Pode parecer estranho e, até mesmo, extemporâneo, o escrevinhador ousar referir-se a Deus num momento de tão intenso materialismo. Mas assim é. Tem, teria que ser, aliás. O sempre presente Voltaire – tido como ateu, mas, na verdade, um teísta – admitiu: “Se Deus não existisse, teria que ser inventado.” Mas existe, sei lá como, onde. E é, também, de outro pensador – talvez, o mais genial deles, Sócrates – a simplicidade da sabedoria: “A existência existe”.

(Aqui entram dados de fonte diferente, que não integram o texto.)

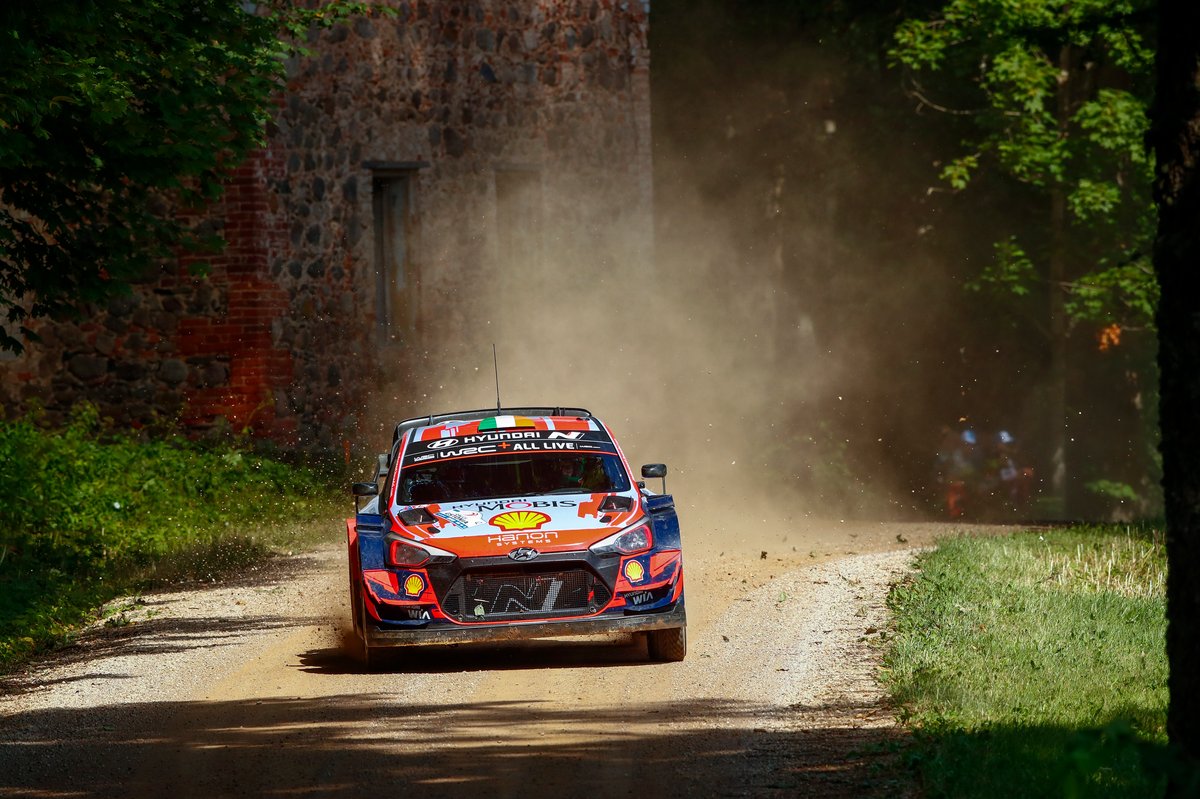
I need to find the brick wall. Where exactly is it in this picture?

Na realidade, aturdido escriba, estou apenas querendo dividir, com um eventual leitor, uma necessidade que sinto imperiosa para mim: reencontrar Deus, algum deus. Pois esses que estão por aí – especialmente em Brasília – invocados por homens de má fé, são deuses maléficos. Ignoram os pobres, divertem-se com a miséria alheia, usam coturnos e fardas, propõem o armamento do povo, num novo mandamento: “Armai-vos uns aos outros”.

Nem sempre percebemos, mas, quanto mais se desenvolvem a ciência e a tecnologia, mais nos tornamos frágeis diante da Criação. E, quando se tenta explicar o universo como resultado de uma explosão – o “Big Bang” – há, por certo, um início de entendimento. Desde que, também, se faça uma pergunta essencial: o que explodiu? Se há explosão, algo explodiu. Logo, se explosão é um efeito, há uma causa. O que explodiu, por que explodiu?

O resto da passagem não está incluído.